The Importance of Relationships and Closeness in Eating Disorder Recovery

One difficult part of recovery from an eating disorder is letting people close again. It's hard to tell which comes first: the illness or the lack of intimacy. Being so sick at a young age with an obsessive disease completely eliminates any ability for closeness, but, for some, the eating disorder replaces the need for relationships by providing reliable comfort and solace. The food, or starvation, has a powerful calming effect that for the time replaces the need for others in life. No matter the type of eating disorder, recovery necessitates finding close relationships again in order to help the person both find connection, a vital part of being human, and remember what the illness has taken away.

The transition from isolation to intimacy is rough and rocky. The eating disorder may be punishing, treacherous and dangerous but, above all, it's reliable, and that's very hard to give up. Starving or binging and purging or overeating all lead to predictable comfort and effectively numb any feelings from day to day life. The calm may be brief and followed by guilt and anger, but in the moment the symptoms feel worth it. Life stops for a moment. The escalating swirl of emotions and frustrations of daily life, which overwhelms someone with an eating disorder, temporarily fades. All that's left are the simple rules of an eating disorder and the powerful chemical brain effects created by the symptoms around food.

But no one recovers alone in a bubble. Without relationships and support, the internal urge to return to the eating disorder is too strong, and a slip or relapse is all but inevitable. What confuses many people, both those recovering and friends and family, is why relationships feel so hard.

It's not obvious why an illness focused on food and weight has anything to do with closeness and intimacy. The confusion can easily trigger disputes and arguments. Often people accuse those in recovery of being too sensitive and needing to develop a tougher skin. Another common complaint is that the person isn't being honest or forthright. Even if these comments are meant to be helpful advice, anyone in recovery would interpret the statement as, "You're too much of a bother for me."

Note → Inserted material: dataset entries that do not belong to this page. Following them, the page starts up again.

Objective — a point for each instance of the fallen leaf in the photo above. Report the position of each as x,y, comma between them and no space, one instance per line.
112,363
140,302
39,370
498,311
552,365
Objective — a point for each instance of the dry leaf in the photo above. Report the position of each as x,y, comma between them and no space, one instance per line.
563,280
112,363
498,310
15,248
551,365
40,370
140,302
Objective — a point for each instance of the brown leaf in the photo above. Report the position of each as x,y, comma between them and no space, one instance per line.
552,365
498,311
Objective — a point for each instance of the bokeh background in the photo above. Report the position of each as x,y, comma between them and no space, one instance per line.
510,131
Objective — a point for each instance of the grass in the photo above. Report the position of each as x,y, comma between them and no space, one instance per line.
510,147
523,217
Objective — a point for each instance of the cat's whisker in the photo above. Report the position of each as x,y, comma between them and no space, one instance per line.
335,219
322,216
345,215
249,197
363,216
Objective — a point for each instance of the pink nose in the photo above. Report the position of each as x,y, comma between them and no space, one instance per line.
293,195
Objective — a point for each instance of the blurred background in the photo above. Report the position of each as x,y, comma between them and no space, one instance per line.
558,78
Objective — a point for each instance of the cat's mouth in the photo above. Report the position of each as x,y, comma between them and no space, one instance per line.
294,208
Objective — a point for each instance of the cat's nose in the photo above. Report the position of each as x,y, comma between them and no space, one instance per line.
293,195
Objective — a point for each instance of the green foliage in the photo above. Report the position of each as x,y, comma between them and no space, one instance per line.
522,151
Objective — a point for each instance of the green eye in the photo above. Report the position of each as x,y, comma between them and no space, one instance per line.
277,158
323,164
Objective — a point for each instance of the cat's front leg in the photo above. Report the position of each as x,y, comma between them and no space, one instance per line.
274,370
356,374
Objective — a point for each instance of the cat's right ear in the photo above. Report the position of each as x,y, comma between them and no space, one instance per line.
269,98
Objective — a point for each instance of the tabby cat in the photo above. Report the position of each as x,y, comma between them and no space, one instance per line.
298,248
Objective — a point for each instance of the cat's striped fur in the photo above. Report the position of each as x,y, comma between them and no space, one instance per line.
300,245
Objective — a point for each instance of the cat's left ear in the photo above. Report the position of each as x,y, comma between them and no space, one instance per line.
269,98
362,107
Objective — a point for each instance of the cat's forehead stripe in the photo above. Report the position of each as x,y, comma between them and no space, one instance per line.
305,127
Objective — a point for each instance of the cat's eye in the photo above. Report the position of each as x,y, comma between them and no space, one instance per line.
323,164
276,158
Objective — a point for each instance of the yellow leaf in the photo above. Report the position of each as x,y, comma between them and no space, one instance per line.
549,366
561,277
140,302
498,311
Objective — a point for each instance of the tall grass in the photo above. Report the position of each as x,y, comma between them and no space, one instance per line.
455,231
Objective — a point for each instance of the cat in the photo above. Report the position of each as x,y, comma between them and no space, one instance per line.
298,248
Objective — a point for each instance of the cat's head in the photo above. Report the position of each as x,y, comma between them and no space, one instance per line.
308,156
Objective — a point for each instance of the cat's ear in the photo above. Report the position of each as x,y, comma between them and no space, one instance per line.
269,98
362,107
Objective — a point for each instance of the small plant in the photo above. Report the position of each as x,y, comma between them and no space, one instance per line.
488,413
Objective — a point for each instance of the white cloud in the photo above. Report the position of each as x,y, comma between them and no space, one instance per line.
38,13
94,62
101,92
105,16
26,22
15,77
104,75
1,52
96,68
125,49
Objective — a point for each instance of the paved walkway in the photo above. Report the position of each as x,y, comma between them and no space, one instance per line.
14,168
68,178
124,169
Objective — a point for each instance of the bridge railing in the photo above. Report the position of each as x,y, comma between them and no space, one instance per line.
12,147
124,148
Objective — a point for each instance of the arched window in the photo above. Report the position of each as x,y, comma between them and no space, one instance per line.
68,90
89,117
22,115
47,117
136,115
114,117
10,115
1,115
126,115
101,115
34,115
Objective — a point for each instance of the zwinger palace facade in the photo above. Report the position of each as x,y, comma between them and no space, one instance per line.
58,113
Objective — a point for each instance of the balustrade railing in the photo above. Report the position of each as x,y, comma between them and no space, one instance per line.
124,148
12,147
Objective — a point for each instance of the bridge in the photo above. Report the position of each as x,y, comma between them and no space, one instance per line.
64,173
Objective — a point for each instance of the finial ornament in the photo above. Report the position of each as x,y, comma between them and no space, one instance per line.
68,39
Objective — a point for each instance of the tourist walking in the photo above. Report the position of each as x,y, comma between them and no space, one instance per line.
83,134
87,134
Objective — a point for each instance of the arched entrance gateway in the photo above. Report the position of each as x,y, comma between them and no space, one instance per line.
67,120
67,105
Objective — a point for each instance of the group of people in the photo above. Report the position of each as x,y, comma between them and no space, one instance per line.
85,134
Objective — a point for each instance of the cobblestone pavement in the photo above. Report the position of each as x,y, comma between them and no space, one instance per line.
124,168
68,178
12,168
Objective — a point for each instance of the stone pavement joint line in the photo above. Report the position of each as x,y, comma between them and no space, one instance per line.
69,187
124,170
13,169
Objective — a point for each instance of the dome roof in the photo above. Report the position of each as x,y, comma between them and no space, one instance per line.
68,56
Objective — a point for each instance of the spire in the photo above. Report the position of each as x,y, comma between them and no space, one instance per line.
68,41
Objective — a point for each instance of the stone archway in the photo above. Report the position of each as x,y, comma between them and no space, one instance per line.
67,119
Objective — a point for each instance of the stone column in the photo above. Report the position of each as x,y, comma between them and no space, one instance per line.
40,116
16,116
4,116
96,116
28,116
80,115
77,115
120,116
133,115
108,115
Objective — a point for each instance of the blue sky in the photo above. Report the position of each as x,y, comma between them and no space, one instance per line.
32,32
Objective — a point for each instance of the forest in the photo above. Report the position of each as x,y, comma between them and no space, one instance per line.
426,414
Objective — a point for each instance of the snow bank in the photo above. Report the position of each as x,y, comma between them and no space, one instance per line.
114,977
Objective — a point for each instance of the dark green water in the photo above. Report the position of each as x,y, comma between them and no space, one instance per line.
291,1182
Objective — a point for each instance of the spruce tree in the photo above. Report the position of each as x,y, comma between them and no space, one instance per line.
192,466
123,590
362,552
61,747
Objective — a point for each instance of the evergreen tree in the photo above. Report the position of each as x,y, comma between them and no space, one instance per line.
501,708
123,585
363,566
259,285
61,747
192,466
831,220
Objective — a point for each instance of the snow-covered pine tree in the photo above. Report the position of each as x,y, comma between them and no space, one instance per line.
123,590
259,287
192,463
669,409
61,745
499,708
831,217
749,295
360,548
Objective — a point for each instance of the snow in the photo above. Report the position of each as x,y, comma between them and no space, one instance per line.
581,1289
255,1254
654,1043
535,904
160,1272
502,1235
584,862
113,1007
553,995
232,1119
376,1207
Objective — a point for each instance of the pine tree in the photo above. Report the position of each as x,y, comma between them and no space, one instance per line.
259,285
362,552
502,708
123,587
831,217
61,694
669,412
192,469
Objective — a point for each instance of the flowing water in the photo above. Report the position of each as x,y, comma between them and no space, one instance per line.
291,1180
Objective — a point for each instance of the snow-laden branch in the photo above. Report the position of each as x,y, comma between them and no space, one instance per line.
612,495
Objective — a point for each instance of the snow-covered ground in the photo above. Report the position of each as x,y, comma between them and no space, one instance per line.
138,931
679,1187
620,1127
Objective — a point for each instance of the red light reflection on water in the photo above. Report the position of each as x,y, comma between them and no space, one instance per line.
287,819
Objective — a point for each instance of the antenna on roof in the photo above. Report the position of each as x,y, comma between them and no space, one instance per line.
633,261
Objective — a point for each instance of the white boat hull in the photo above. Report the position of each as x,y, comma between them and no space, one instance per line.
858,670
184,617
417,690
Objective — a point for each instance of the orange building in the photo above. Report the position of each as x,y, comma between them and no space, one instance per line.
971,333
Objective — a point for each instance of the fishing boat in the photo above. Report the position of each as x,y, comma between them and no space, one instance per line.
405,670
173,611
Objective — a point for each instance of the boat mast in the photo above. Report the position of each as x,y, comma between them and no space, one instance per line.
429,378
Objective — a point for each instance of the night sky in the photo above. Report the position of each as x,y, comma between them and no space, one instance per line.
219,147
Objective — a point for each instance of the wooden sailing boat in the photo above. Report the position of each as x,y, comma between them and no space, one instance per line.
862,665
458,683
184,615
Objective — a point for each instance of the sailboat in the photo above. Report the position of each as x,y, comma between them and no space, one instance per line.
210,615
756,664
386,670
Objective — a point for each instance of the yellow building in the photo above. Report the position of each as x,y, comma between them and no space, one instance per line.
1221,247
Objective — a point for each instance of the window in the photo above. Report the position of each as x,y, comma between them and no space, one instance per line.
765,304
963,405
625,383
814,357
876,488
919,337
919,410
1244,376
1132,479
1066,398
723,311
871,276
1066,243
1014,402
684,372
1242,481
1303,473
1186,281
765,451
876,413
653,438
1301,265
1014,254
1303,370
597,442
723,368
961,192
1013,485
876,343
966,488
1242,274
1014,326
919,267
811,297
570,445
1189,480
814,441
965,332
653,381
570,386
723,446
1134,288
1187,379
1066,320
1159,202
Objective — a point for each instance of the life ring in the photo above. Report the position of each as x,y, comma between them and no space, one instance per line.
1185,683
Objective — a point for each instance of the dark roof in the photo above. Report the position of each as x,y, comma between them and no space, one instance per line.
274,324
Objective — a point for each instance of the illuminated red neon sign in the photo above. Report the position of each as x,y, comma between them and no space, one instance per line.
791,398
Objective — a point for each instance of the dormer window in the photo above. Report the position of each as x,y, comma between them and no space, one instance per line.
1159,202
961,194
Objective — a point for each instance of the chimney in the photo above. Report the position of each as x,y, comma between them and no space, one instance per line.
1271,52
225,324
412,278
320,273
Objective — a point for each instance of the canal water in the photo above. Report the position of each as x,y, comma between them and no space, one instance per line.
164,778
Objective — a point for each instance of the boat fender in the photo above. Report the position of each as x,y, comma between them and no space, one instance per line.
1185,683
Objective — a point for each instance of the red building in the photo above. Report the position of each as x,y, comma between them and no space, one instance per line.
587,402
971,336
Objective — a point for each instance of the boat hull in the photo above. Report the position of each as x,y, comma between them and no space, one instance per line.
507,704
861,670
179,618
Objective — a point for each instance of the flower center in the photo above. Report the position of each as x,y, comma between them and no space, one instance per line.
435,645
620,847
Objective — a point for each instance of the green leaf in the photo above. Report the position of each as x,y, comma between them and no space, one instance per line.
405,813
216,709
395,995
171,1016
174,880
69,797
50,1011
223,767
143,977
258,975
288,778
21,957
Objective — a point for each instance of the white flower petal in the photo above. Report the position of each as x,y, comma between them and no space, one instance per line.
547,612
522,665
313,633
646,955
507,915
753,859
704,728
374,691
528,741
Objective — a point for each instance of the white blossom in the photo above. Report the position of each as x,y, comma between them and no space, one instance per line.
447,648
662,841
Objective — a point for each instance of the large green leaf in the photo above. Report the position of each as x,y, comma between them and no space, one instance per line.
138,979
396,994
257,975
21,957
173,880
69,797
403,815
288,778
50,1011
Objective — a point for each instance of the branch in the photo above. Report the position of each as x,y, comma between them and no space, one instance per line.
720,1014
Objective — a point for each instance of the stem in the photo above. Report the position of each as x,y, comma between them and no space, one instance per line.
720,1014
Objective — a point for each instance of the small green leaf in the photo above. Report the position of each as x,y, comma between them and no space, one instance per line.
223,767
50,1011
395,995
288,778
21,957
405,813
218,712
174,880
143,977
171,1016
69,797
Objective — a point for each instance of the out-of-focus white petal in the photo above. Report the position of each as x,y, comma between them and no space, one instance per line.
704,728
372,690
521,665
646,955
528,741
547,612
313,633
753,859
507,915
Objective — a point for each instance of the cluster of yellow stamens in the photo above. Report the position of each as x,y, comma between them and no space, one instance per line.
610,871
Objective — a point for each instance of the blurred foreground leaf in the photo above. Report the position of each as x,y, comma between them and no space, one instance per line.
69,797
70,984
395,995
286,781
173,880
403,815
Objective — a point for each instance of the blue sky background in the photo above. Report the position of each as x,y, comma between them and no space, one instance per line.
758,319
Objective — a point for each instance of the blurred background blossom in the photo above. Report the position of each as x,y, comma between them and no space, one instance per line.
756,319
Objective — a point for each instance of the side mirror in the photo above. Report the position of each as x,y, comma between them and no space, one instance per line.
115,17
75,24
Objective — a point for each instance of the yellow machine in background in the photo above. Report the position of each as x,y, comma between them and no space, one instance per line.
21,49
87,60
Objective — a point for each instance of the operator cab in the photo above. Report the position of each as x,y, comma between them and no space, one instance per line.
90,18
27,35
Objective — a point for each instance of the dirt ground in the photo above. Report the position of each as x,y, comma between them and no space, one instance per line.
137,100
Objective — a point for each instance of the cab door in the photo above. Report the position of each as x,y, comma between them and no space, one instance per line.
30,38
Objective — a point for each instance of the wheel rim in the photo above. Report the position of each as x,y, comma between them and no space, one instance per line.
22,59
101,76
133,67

Although the solace from the eating disorder symptoms are short-lived and ultimately unsatisfying, it's very consistent. This known quantity helped eliminate two dangers of being close to others: dependence and disappointment. Most people in recovery find those feelings unbearable, largely from a lack of experience. Years of isolation limited their ability to learn how to navigate these normal parts of relationships. Similarly, people in recovery haven't had any practice expressing their emotions or frustrations to others. And so family and friends try to engage with the person in recovery as if they haven't been sick. Expecting someone with a broken leg to run five miles the day after the cast comes off is completely unrealistic. Similarly, it takes time to understand and handle the ups and downs of close relationships. Finding comfort in closeness with others is something to get used to, not an automatic experience. Expressing emotions or needs clearly in a relationship takes practice. Patience, kindness and understanding go a long way to expedite the process.

The caring from another person feels terrifying and miraculous to someone in recovery. Having been so alone, hopeless and lost, the person has gotten used to loneliness and feeling misunderstood. The illness has consumed their mind and taken even the closest people away. The fear of getting close and then losing the intimacy back to the illness is overpowering. Every misstep feels like the end of the relationship. Any trust feels like it will be instantly taken away. Every moment of caring feels fleeting. Any disappointment seems to foreshadow the end of this brief respite from the disease. It's easy to minimize the magnitude of each moment. Building relationships over time will gradually ease these fears and allow stability of community to replace the shaky foundation of the eating disorder.

The best advice both for the person in recovery and friends and family is patience. Starting to eat means feeling less numb to the world. Every moment of daily life is raw and intense. Each interaction in a relationship feels fraught and fragile. The urge to go back to the familiarity of the illness is ever present. Sustained patience and and understanding of the process of relearning how to live and love without the eating disorder is what the person in recovery needs. That room to learn, grow and get better is often the difference between aborted treatment and full recovery.